Event Replay and Snapshots
Concise architecture contract for replay, checkpointing, and snapshot use.
Purpose
Replay rebuilds derived state from the authoritative event journal. Snapshots and checkpoints reduce rebuild cost; they do not replace journal truth.
Core concepts
- Event journal: append-only source of truth.
- Projection: derived read state built from ordered events.
- Checkpoint: last successfully applied sequence (
last_seq). - Snapshot: materialized derived state at a sequence point.
Replay invariants
- Events are applied in strict sequence order.
- Sequence gaps are replay errors.
- Checkpoint progress advances only after successful apply.
- Unknown system module/adapter routing is replay-fatal.
- Replay must be deterministic and idempotent.
- Services must not bypass replay by writing projection state directly.
Replay modes
- Full replay: rebuild from sequence
0. - Snapshot-accelerated replay: seed from snapshot, continue from snapshot sequence.
- Partial replay: resume after a known sequence boundary.
Command-time mutation handling uses full journal replay from authoritative history. Snapshot/checkpoint acceleration is a replay/projection concern, not a command-decision cache.
Mode selection is operational; invariants stay the same.
Code-level seam contracts
Replay and gap-repair logic depends on narrow projection-local interfaces instead of concrete store/applier implementations:
EventApplier: applies one event to projectionsReplayEventStore: lists ordered campaign events for replayGapRepairEventStore: replay listing + high-water sequence lookup
These contracts live in internal/services/game/projection/replay_contracts.go and keep replay tests focused on durable behavior (ordering, bounds, gap detection) instead of broad infrastructure fake implementations.

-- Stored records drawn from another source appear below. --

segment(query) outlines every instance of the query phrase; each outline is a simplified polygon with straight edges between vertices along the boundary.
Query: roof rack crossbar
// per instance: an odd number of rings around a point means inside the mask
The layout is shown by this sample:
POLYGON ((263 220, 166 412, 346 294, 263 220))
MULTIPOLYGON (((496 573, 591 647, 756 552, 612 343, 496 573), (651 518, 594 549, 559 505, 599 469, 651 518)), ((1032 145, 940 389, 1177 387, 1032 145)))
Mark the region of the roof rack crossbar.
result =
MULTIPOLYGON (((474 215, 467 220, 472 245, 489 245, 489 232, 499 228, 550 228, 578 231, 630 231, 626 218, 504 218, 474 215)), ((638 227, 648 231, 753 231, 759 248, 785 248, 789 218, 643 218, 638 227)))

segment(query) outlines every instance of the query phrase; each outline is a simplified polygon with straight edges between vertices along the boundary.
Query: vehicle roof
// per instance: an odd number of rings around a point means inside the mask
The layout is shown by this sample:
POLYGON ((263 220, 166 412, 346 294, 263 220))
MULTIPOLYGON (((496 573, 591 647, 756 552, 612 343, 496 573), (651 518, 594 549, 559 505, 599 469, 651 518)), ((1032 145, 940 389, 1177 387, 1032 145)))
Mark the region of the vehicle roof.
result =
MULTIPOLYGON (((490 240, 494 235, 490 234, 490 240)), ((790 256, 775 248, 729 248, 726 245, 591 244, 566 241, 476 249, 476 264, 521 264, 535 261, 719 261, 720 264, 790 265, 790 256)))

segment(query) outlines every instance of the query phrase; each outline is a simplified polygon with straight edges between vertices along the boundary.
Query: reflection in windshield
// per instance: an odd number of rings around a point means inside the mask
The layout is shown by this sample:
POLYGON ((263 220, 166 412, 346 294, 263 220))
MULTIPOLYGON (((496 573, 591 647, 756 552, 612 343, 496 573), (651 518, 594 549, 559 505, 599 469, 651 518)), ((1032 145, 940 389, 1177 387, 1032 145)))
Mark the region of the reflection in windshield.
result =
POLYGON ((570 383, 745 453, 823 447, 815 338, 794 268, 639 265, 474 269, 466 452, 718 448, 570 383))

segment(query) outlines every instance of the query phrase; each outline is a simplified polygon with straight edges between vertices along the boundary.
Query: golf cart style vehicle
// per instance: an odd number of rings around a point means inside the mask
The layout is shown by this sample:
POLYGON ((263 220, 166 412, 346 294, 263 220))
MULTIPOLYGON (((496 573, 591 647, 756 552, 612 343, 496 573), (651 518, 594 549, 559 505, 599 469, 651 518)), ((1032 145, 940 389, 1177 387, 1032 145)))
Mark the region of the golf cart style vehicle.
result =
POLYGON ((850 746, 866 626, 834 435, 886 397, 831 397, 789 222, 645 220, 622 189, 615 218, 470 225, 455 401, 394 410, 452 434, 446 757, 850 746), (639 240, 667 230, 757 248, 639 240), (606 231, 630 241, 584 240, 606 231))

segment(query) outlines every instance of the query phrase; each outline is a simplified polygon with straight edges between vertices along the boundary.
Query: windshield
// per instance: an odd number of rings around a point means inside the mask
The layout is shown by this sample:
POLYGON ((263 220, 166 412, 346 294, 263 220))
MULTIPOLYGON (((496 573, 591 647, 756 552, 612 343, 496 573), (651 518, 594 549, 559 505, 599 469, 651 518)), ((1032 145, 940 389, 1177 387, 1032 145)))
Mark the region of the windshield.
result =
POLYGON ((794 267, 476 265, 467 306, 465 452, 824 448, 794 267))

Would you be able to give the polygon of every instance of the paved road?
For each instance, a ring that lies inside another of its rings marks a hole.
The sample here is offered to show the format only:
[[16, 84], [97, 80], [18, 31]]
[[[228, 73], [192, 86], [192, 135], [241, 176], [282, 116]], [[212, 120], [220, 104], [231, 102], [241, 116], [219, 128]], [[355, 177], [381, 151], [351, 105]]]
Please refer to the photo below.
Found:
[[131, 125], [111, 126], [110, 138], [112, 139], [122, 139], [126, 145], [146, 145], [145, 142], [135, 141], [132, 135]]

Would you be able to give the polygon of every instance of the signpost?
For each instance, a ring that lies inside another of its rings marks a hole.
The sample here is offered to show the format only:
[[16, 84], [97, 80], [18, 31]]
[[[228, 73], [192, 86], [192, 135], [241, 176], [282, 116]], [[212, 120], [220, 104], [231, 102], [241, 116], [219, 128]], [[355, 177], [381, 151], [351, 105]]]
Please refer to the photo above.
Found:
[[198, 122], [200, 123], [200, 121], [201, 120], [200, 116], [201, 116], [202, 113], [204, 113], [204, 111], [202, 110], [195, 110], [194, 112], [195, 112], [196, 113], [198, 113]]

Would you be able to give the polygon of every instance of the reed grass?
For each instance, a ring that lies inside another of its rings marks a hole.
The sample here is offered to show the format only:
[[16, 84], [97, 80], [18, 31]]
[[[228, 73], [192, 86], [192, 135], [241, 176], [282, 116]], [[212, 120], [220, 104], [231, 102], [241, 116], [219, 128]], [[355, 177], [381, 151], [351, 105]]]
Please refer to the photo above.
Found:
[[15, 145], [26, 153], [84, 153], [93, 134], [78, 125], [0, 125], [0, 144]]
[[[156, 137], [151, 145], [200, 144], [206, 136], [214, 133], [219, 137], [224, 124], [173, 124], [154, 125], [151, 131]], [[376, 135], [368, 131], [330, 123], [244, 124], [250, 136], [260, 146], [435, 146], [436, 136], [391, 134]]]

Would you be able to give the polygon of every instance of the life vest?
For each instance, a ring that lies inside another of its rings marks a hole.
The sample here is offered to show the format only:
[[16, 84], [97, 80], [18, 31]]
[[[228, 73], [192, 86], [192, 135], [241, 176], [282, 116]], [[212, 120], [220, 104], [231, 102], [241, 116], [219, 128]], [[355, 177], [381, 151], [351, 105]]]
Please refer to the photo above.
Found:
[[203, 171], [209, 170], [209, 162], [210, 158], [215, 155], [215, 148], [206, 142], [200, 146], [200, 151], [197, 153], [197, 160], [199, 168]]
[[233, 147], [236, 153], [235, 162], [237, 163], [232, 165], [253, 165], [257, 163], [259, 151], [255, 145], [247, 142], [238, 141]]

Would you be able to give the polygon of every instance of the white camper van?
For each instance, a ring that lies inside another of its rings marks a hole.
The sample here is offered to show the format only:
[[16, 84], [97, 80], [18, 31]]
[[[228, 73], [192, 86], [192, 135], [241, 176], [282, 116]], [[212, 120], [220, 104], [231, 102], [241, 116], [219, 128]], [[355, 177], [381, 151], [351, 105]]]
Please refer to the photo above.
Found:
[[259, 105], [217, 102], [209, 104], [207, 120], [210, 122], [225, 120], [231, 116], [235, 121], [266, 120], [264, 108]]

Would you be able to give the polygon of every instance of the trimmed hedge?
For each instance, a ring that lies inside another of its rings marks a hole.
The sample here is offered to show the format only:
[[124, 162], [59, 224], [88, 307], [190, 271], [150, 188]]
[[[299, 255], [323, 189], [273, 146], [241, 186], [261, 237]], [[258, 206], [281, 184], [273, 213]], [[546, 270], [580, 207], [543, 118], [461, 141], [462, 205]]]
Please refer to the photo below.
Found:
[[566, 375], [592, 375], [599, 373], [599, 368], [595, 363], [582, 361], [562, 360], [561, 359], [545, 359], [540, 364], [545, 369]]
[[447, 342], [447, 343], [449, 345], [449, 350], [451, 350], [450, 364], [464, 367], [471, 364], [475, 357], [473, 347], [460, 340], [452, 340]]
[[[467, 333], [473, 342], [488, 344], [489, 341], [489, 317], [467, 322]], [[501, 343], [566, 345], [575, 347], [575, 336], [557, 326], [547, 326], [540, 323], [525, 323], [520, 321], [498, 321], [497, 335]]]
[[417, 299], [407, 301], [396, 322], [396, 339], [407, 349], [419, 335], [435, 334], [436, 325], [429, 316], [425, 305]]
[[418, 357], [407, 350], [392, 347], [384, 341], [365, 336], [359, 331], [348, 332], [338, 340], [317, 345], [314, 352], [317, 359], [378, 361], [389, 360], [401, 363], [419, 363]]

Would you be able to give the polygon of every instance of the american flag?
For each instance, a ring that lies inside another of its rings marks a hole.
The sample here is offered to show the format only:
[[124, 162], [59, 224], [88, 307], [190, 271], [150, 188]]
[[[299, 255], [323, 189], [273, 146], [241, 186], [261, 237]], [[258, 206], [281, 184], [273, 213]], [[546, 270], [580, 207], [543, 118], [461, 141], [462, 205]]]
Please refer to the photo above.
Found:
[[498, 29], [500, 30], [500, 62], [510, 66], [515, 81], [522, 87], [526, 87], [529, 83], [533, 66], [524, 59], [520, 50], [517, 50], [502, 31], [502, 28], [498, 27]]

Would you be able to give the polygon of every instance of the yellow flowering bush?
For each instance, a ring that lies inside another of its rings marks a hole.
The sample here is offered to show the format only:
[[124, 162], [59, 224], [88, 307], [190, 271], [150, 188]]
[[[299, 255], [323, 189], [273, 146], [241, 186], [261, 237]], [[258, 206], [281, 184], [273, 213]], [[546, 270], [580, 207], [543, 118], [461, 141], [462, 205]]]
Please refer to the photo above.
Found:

Checkpoint and snapshot model
- Snapshot-accelerated replay starts from the snapshot sequence.
- When a checkpoint is ahead of snapshot sequence, replay must cap the checkpoint cursor at snapshot sequence so no events are skipped.
- Without a snapshot seed, replay starts from max of configured
after_seqand checkpoint sequence. - Successful apply advances checkpoint.
- Snapshot writes are optimization artifacts and can be recomputed.
- Snapshot corruption must not block journal-based recovery.
Failure handling model
- Post-persist fold/apply failure: event remains authoritative; replay can recover state.
- Projection drift: detected via sequence gap checks and repaired via replay.
- Adapter not found: fail fast; do not continue with partial projection state.
Architecture boundary
This page defines replay architecture only. Operator procedures, repair commands, and runbook workflows live in running docs.
Historical event copy/import is explicit and centralized. When the system needs to append already-authoritative past events, it must use the dedicated import seam rather than letting transports append to the journal directly.